Gestational diabetes mellitus (GDM) is one of the most common medical disorders found in pregnancy. It affects between 2-14% of pregnancy worldwide. The prevalence of GDM ultimately reflects the background rate of type 2 diabetes. There has also been an increase in the rate of GDM over the last generation, possibly related to community lifestyle factors as well as better case ascertainment
It is associated with short and long term morbidity in both mother and child. Adverse infant outcomes include macrosomia, hypocalcemia, erythemia, hypoglycemia, jaundice, and birth trauma.Borderline GDM has been linked with higher rates of cesarean sections and induced deliveries, shoulder dystocia and birth injuries, and pathogenesis in the offspring of overweight and metabolic syndrome. High intake of saturated fat, low intake of polyunsaturated fat, and excessive gestational weight gain may increase the risk of GDM. Physical activity is also associated with decreased risk of GDM .

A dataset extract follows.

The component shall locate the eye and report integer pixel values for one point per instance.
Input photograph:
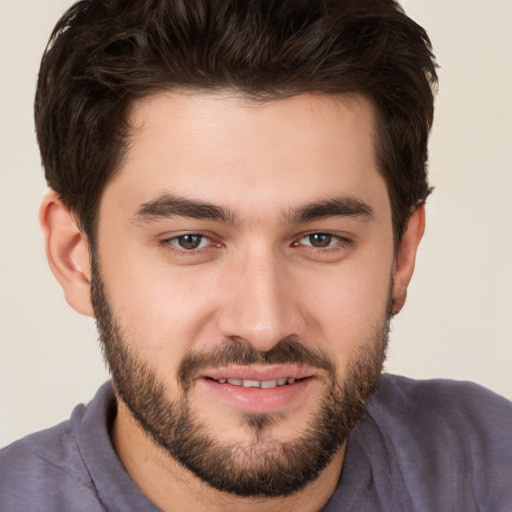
(190, 241)
(320, 240)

Major risk factors for GDM include older age in pregnancy, a family history of diabetes, pre-pregnancy overweight, previous GDM and race or ethnicity. Modifiable factors include excess adiposity, physical activity, and diet. Dietary components associated with GDM risk include macro-nutrients, micronutrients, and individual foods, such as refined carbohydrates, saturated and transfats, heme iron, and processed meat. Evidences have suggested that both diet and physical activity altered the increase in insulin resistance especially during mid and late pregnancy. Therefore, behavioral interventions were important to promote pregnant women practicing healthy diet in order to prevent subsequent obesity and GDM.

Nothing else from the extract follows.